Still chasing my tail trying to find out where my Skt leak is...

I am wondering whether my infantile attempt at writing an async flow has something to do with it... If anyof you great oracles could check this subflow over and tell me if it could possibly be contributing to the problem, I would appreciate it immensely!!

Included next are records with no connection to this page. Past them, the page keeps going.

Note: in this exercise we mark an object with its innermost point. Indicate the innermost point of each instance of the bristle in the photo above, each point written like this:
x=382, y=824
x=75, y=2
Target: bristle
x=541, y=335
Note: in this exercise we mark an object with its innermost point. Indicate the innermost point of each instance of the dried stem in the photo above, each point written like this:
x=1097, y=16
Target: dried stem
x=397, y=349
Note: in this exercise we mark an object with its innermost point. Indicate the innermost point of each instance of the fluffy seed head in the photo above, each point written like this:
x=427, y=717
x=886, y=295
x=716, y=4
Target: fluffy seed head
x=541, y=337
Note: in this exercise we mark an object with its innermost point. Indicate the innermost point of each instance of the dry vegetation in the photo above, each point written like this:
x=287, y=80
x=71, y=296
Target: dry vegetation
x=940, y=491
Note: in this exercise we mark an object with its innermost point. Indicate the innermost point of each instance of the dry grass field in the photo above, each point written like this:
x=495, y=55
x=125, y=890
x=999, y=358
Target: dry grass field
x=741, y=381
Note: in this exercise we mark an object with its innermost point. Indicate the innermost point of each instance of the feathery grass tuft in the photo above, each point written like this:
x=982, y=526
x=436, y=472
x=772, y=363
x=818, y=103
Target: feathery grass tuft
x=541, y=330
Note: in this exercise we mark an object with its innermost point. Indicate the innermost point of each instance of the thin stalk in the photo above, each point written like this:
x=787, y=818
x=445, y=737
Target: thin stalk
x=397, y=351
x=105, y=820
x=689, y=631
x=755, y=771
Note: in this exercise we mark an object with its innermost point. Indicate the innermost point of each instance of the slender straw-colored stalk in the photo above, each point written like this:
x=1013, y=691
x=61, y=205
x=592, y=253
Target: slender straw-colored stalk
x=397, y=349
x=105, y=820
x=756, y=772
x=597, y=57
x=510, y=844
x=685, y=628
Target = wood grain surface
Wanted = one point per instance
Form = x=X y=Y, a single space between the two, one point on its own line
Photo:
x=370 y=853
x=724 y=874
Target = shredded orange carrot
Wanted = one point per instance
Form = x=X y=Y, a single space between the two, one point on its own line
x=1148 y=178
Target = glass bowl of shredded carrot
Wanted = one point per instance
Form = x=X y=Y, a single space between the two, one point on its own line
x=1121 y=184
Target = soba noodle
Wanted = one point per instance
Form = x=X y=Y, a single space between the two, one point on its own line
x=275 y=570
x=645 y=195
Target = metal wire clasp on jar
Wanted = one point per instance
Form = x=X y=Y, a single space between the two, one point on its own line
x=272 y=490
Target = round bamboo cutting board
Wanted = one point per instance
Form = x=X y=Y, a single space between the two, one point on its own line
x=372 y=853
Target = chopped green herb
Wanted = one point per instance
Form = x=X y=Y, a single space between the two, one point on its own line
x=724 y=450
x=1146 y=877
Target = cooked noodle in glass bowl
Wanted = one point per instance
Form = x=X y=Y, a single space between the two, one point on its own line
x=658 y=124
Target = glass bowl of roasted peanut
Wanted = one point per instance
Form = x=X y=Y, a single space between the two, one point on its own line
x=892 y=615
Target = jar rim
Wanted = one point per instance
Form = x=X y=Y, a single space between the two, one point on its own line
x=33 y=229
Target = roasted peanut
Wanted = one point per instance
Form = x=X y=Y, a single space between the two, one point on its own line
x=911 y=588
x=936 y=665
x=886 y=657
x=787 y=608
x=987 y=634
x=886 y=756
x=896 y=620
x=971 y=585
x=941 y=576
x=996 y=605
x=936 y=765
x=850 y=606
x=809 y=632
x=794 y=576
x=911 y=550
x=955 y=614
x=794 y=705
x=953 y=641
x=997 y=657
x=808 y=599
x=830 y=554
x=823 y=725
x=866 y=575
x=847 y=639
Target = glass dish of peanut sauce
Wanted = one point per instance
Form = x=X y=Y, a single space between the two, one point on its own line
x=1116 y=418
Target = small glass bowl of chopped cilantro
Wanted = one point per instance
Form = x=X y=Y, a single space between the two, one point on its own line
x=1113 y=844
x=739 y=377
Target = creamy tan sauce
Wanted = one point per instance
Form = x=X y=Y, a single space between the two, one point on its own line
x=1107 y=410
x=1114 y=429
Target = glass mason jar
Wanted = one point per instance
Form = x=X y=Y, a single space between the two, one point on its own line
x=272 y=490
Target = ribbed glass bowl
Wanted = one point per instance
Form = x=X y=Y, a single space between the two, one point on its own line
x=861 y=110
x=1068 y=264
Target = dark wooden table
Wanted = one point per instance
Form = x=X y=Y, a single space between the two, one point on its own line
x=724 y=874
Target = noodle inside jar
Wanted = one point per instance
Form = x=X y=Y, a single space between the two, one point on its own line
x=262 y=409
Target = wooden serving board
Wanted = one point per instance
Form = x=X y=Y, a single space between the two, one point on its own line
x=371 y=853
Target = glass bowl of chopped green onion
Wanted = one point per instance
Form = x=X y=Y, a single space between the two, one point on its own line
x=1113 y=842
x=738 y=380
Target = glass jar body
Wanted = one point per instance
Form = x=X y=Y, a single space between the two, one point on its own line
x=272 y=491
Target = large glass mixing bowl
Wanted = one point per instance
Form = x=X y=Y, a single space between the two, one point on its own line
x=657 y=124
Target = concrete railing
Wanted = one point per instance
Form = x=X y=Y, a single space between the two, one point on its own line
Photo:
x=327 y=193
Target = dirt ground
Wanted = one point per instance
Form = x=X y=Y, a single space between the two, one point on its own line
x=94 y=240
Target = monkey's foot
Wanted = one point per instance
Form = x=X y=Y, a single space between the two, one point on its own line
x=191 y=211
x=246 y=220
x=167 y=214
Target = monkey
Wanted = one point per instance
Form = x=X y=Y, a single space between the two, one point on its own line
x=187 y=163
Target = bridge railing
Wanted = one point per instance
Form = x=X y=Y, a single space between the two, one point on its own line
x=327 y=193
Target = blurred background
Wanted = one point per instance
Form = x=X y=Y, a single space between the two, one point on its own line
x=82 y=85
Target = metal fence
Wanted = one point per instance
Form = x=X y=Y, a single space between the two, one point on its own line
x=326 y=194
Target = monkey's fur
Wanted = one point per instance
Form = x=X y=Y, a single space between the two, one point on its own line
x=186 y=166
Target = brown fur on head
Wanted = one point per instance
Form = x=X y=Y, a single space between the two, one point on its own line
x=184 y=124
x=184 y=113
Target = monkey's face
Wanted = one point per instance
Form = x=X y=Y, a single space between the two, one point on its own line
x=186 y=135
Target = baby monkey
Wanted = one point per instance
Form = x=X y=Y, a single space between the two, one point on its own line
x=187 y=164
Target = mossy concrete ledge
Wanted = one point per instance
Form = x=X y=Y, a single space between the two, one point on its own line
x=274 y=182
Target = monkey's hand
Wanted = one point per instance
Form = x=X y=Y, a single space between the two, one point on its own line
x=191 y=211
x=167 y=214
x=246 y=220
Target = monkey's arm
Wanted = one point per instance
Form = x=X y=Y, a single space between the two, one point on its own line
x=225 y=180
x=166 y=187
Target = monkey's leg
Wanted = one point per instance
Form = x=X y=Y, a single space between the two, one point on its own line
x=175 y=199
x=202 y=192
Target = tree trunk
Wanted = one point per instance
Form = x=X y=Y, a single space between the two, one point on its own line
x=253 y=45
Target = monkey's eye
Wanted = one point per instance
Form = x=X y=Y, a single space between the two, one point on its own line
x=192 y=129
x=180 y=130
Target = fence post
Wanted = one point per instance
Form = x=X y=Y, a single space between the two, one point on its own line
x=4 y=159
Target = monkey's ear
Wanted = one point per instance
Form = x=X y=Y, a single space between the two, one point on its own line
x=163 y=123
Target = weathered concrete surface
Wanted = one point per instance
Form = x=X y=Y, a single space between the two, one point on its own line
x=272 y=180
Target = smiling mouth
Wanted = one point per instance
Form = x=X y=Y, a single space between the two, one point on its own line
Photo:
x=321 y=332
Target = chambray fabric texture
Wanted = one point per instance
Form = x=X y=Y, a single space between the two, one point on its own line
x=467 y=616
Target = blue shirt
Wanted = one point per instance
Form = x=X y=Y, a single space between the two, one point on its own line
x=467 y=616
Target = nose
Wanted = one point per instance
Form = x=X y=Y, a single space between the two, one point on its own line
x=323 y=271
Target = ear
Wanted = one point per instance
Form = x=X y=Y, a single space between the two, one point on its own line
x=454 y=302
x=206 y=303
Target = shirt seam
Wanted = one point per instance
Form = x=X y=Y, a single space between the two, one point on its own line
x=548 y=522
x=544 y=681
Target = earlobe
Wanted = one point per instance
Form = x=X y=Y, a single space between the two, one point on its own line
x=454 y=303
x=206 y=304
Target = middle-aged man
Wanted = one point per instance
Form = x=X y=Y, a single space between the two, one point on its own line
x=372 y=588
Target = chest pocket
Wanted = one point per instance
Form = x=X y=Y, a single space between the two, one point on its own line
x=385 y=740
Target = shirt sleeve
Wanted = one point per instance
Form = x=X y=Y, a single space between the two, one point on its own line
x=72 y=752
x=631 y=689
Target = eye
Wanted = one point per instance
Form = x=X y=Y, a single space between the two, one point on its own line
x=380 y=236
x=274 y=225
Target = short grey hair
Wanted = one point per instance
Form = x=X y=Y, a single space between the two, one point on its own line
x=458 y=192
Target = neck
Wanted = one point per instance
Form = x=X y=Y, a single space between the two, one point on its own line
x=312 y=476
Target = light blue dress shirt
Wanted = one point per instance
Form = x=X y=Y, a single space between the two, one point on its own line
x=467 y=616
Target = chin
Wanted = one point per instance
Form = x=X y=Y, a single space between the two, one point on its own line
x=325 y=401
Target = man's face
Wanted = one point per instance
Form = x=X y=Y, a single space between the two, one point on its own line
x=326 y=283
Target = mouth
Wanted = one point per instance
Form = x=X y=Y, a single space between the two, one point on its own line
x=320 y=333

The way this subflow/node thingy works, is as follows:
Any message sent to it, resets a timer (value as set up in the env variables) and is passed through..
Should the timer expire before a message arrives, a topic/value message will be sent instead.(Up to 8 presets can be set via the env variables)
(I am using it on sonoff switches to replace the telemetry message on timeout with a predetermined one for either nullifying a value ie voltage, or sending an alert to tell me that the unit has gone offline)

Please excuse the "less than succinct" coding, I am a bit new to this!!

I hope I don't incur the wrath of the fundi's out here, I have no clue as to how to attach a flow, so I have downloaded it and, well.... Here goes!

Payload Timeout.json (2.9 KB)

TIA
Ed

For the future you can paste flows directly in here. See this post for more details - How to share code or flow json

There doesn't seem to be any TCP work going on in that function. You are looking for something that does something with TCP and maybe doesn't properly clear up. Possibly whatever you are doing with the timeout after it times out, or maybe something else.

I am most certainly NOT an Oracle. I haver never used RED.util.setMessageProperty to create the msg properties so I have no idea what the benefits are. The only other possible issue is the lack of let and/or const when defining variables which may cause problems. But apart from that (and I cannot see why it would cause your problems) as Colin says, the only possible reason this function could cause an issue is if something is affected by the time out delay.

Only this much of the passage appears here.